Once you’re a known ferret owner, other ferret owners will contact you asking you to take their ferrets. They’ll have excess kits, or they’re moving to where ferrets are illegal, or the other pets don’t get along with them, or something like that.
Here in SC, it used to be legal to own a ferret, you just couldnt buy one, but they recently changfed that.
Hi, Five! Yep, I’m an outlaw
Seriously though, no one’s really enforcing the ban in NYC and it’s easy to find and buy ferrets in places just outside the city, like Yonkers. Plus, I’m working on an article right now about the ban and it turns out there was a court order to halt its implementation-- so, if I’m understanding my source correctly, it hasn’t even really been legally enforceable yet. And there’s considerable pressure to revoke it entirely.
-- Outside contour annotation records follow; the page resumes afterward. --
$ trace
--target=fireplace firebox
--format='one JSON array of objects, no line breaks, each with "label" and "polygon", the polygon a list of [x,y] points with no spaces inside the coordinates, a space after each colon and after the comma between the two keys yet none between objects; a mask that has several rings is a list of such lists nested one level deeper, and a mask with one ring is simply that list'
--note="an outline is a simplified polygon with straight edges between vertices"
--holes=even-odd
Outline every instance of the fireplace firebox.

That said, my boyfriend and I try to keep our ferrets to ourselves, so to speak. Don’t really feel like arguing with somebody in the park about how we shouldn’t have them.
On another note, I’m surprised so many of you mention the smell. All five of ours are descented and fixed and I honestly haven’t ever noticed any reeking. The only real exception is if one of us has been away for a couple of nights and the animals fill their litter pan (just to clarify, we live separately so it’s not five in one cage). I’m pretty sensitive to bad smells, too.
What does descenting a ferret do?
This is sadly true. Ours cost us just over $600.00 two years back because of the adrenal gland situation. It took two surgeries for him. Not that he wasn’t worth it.
HomeSlice, ferrets are related to skunks. Both animals have odor producing glands, when get one these glands will probably have been already removed. This procedure usually results in greatly reduced odor.
Both animals have odor producing glands, when you get one these glands will probably have been already removed.